大事にされたいのは君

席を立つ瀬良君の後に続いて教室を出て、校舎を出て、私の家へと向かって…またきっといつも通りになるものだとばかり思っていた。いつも通り何も無かった事になるのだと。…しかし違った。そこには何も無かった事にしようとする彼が居たけれど、出来ていない彼が居た。彼の浮かべる笑顔はどこか寂しげで、視線がこちらに向く事は無かった。

もしかしたら私は、間違えたのかもしれない。

何に対してなのかも分からないのに、漠然とそんな事を思った。きっとまた手遅れが一つ生まれた瞬間だったのだ。だからこの日が境となった。

その日を境に、瀬良君は私に距離を取るようになった。

距離を取る、とは言っても、そこまであからさまなものでは無い。「おはよう」と、挨拶を交わしてから並んで登校するのは変わらない。しかしここで誰か他の人、例えば三好君だったり、朋花ちゃんだったり、他のクラスメイトだったり、誰でも良い。第三者が一人でも介入すると、彼はスッとその場を離れるようになった。それは登校だけに限らず、学校生活内全ての時間に適応されて、放課後のような二人の時間以外に彼との接点が無くなった。

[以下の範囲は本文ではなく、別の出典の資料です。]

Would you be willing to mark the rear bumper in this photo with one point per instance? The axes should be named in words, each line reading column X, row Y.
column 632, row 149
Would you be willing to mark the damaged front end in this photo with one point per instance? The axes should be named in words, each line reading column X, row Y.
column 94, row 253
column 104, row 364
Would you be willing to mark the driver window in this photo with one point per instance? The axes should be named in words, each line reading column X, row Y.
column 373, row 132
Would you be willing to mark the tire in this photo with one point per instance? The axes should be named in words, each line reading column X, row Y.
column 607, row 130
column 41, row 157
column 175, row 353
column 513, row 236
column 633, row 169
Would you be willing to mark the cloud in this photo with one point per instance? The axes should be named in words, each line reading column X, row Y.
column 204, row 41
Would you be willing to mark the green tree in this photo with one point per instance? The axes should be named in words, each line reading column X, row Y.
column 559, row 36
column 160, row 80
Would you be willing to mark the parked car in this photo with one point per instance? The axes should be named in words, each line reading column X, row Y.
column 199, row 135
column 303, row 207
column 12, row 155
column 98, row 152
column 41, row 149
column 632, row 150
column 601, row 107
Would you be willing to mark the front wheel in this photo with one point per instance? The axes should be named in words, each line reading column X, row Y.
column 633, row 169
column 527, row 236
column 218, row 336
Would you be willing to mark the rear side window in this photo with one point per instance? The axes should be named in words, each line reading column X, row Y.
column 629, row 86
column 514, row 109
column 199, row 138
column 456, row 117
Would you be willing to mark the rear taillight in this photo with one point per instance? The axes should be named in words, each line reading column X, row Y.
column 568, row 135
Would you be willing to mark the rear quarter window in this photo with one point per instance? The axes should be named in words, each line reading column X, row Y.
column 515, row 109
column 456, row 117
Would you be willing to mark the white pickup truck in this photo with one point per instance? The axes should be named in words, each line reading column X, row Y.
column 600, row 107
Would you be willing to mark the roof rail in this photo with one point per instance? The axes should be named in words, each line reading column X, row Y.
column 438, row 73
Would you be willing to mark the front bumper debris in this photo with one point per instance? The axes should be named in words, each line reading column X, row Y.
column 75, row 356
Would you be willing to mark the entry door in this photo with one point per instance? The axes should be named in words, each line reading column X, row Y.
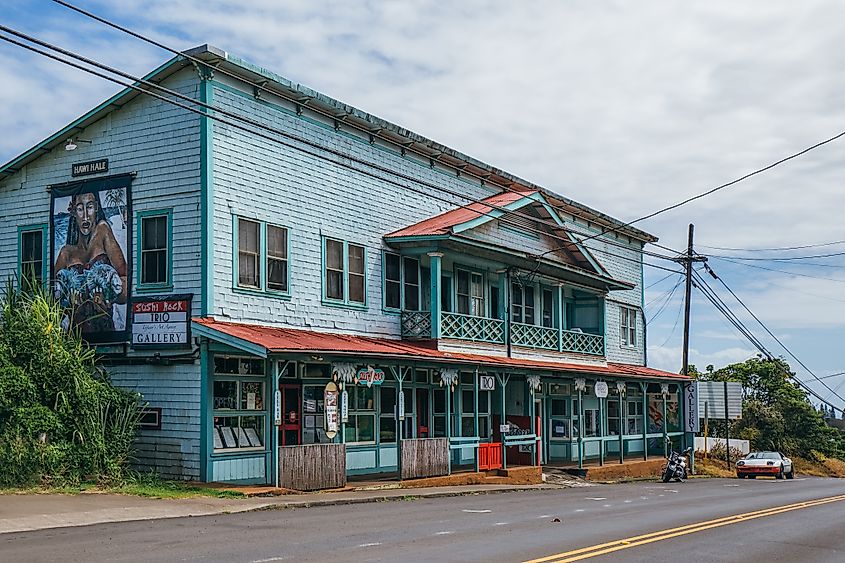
column 290, row 433
column 423, row 431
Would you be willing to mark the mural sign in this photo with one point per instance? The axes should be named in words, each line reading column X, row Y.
column 162, row 322
column 90, row 241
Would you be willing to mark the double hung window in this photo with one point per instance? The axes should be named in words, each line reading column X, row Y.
column 470, row 293
column 155, row 249
column 31, row 253
column 522, row 303
column 262, row 257
column 402, row 282
column 344, row 272
column 628, row 326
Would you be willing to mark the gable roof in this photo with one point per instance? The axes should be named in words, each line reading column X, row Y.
column 350, row 115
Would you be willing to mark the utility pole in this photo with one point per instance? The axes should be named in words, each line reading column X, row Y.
column 687, row 260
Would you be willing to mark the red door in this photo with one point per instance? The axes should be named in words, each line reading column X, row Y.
column 290, row 432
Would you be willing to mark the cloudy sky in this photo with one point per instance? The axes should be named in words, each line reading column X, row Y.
column 624, row 106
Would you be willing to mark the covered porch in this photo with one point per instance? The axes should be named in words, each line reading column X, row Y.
column 279, row 399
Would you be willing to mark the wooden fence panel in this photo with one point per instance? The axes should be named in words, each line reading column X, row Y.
column 312, row 467
column 425, row 457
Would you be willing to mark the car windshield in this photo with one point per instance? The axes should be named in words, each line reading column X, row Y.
column 763, row 455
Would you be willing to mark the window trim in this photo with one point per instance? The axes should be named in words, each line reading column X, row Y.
column 402, row 258
column 45, row 243
column 139, row 217
column 346, row 302
column 625, row 330
column 262, row 259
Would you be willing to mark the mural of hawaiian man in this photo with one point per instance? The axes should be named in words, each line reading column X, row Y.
column 90, row 270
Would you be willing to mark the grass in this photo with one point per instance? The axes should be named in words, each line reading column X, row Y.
column 141, row 485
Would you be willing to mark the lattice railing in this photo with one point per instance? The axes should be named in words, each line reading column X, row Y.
column 534, row 336
column 583, row 343
column 467, row 327
column 416, row 324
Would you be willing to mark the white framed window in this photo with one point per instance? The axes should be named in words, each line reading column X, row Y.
column 628, row 326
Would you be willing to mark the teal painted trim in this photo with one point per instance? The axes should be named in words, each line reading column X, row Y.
column 139, row 218
column 45, row 146
column 207, row 196
column 344, row 303
column 239, row 343
column 45, row 242
column 206, row 446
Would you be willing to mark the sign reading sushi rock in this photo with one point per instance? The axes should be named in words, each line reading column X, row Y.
column 161, row 322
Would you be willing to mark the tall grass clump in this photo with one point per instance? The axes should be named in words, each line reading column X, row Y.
column 61, row 419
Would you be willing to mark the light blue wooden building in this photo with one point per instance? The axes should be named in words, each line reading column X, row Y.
column 291, row 240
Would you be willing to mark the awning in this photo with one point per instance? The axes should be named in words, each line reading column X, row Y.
column 263, row 340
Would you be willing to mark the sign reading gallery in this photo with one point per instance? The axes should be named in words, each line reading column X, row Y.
column 161, row 321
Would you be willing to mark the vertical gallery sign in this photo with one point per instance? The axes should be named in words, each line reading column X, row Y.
column 91, row 238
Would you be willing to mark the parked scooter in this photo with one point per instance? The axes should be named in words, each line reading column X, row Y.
column 676, row 466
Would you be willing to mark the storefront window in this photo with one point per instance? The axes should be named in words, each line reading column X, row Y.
column 362, row 415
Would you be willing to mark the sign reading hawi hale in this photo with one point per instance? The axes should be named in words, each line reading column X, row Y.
column 161, row 321
column 90, row 167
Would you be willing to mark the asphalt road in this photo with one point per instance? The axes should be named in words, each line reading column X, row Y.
column 516, row 526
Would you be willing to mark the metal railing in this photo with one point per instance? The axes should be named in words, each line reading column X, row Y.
column 467, row 327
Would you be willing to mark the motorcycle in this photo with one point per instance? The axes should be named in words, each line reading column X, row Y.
column 676, row 466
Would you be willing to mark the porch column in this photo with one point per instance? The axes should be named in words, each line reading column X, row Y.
column 475, row 418
column 561, row 320
column 644, row 388
column 436, row 292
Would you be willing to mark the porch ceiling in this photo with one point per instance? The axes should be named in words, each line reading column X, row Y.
column 263, row 340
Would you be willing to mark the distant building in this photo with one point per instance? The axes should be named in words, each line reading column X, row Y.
column 219, row 271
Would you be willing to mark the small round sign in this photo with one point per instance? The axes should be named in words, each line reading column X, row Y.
column 601, row 389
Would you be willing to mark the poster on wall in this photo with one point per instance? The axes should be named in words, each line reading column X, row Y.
column 90, row 254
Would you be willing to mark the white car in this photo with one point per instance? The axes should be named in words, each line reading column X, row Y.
column 765, row 463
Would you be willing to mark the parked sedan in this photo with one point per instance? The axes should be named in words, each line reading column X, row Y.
column 765, row 463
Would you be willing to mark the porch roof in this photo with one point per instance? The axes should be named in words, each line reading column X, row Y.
column 262, row 340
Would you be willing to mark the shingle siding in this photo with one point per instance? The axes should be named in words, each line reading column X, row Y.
column 160, row 143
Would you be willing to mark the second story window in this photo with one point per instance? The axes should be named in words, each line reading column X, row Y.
column 402, row 282
column 628, row 326
column 155, row 249
column 249, row 253
column 31, row 247
column 263, row 261
column 522, row 303
column 277, row 258
column 470, row 293
column 345, row 279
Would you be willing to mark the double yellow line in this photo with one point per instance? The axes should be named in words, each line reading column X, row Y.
column 610, row 547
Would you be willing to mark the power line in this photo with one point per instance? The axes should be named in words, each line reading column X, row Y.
column 612, row 229
column 782, row 345
column 260, row 125
column 779, row 271
column 774, row 249
column 237, row 125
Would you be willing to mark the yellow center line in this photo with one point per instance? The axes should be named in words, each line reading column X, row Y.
column 610, row 547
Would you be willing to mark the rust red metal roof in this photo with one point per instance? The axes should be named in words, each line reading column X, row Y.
column 443, row 223
column 280, row 340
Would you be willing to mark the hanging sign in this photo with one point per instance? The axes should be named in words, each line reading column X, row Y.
column 402, row 406
column 370, row 376
column 90, row 167
column 601, row 389
column 330, row 400
column 161, row 322
column 691, row 417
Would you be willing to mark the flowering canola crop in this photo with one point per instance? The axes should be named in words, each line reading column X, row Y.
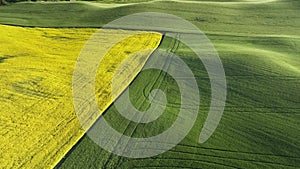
column 38, row 124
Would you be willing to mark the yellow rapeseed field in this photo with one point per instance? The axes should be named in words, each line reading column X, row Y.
column 38, row 124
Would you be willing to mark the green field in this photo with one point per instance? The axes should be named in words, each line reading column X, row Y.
column 259, row 45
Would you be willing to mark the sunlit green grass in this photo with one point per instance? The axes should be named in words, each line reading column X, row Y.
column 259, row 45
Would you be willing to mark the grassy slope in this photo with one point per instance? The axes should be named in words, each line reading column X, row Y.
column 259, row 47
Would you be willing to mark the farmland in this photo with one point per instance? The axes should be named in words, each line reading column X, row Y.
column 258, row 44
column 37, row 65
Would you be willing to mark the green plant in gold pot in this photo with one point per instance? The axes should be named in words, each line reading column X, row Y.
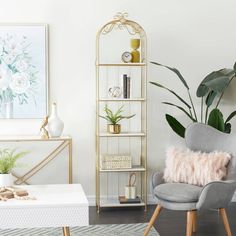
column 113, row 119
column 210, row 91
column 8, row 159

それだけならば以前までとさほど変わりが無いと思うかもしれない。しかしもう一つ。そのもう一つの違いが私には大きく響き、距離を取られているのだと私に確信を持たせたのだ。

「吉岡さんさ、嫌な時は嫌だって言って?普通に用があるなら俺も別の用入れるし」

「あ、いや、別に用事とか無いし…」

「ほんと俺に気とか使わないでいーから。あ、明日俺来れないから吉岡さん先に帰んなね」

「…うん」

なんだか、素っ気ない。とても素っ気ない態度なのだ。